Residents, ink artists consider pros and cons of tattoos


Local artist Justin Coffman adds to one of his client growing collection of tattoos.

Lydia Scott and Lydia Scott

Tattoos can be a controversial subject because some people like them and others hate them.

There is not always a distinction as to why tattoos are liked or disliked.

For Sarah McGinnis, a Bowling Green resident, tattoos mean something very important.

“I like my tattoos to tell a story and mean something,” she said.

A non-sentimental tattoo is probably not something she would consider getting, she said.

By the same token, tattoo artist John Johns feels tattoos are something that should bring joy.

“[I tattoo because] I want to make people happy,” he said.

Tobe Drew, an entrepreneur and tattoo artist at Ink Mafia Body Art Studio, shares Johns’s idea.

“There should be almost a tear of joy from the tattoo,” he said.

Even when judged, McGinnis stands by her tattoos.

“I laugh [the judgment] off every time,” she said. “I find it really funny that others are more concerned with how I look and how it affects me than I am.”

Tattooing, like other forms of employment, can be beneficial to the artist.

“You have good days and bad days,” Johns said.

Making someone happy is the best part for him, he said. It’s just like any other job, he said.

His favorite tattoo that he’s ever done was a portrait of his friend’s dog that he did on his friend.

There can be perils to tattoos, however, which can lead to regretted marks permanently impressed into a person’s skin.

Drew cautions not to jump on the bandwagon when getting tattoos because that can lead to regret of the tattoo.

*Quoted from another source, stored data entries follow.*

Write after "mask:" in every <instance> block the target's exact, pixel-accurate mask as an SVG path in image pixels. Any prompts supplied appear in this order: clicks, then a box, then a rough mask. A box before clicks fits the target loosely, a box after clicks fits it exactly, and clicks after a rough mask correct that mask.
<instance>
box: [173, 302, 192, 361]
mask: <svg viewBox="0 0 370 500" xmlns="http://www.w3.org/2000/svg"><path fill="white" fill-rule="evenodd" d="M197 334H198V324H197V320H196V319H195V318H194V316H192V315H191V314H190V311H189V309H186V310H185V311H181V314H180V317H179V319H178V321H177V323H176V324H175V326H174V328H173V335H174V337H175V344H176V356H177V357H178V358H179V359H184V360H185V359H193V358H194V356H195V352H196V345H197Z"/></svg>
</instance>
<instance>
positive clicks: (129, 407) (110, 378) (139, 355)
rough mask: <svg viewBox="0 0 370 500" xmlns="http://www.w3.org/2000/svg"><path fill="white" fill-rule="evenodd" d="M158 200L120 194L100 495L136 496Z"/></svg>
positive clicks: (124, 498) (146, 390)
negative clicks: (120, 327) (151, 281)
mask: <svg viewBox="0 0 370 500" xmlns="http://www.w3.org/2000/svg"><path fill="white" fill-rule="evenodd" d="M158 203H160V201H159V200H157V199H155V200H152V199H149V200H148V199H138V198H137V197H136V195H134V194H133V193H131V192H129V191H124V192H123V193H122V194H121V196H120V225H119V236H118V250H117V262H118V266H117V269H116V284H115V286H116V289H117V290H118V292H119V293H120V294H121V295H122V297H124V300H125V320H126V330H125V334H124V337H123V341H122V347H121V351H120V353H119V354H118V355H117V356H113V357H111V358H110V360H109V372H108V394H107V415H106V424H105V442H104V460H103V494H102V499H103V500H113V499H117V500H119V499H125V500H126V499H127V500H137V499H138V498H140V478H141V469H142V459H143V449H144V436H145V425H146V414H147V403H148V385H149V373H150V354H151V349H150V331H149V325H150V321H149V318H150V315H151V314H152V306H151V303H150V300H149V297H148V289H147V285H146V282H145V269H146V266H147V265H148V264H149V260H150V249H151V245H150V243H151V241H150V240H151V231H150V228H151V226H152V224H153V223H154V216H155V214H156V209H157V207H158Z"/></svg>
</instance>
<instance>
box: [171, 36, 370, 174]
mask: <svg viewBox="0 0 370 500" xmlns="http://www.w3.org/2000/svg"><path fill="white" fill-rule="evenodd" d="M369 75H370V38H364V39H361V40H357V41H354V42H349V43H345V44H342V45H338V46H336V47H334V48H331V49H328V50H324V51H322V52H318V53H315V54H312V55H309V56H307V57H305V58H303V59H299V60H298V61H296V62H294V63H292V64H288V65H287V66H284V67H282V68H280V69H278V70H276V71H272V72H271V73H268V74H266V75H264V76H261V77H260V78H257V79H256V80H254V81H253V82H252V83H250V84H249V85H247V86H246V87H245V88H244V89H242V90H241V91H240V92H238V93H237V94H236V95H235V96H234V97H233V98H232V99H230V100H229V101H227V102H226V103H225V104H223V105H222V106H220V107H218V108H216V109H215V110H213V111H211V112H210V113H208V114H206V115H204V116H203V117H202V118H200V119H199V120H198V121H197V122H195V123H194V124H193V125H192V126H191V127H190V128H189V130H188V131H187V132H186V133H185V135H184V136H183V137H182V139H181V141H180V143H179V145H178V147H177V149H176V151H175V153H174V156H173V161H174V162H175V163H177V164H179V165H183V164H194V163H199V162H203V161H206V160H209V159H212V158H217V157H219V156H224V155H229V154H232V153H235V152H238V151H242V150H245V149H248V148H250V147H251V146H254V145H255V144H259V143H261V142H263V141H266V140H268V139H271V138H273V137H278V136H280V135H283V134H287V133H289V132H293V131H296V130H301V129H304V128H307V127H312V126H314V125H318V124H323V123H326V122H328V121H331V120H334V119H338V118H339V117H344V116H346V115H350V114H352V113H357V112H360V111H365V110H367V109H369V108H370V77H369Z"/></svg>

“[There are still] lots of great reasons to get tattoos,” he said. A few examples he gave were big life events and a portrait of your grandmother, which tattooer Emma Whidden has.

McGinnis warns to be wary of getting someone’s name as a tattoo, even if a couple is married.

“You just don’t know what’s going to happen,” she said.

She encourages others to make their own personal choices about what tattoos they get, though, saying it is ultimately up to them.

The bad reputation tattoos get often comes from unpracticed tattooers who pick up a tattoo gun and start tattooing.

Tattooing gets a bad name mainly from mediocre tattooers, which can lead to infections and bad tattoos, Drew said.

The bad name of tattoos does not come from the tattoos themselves.

Drew said that celebrities have “made [tattooing] mainstream” because so many famous people have them.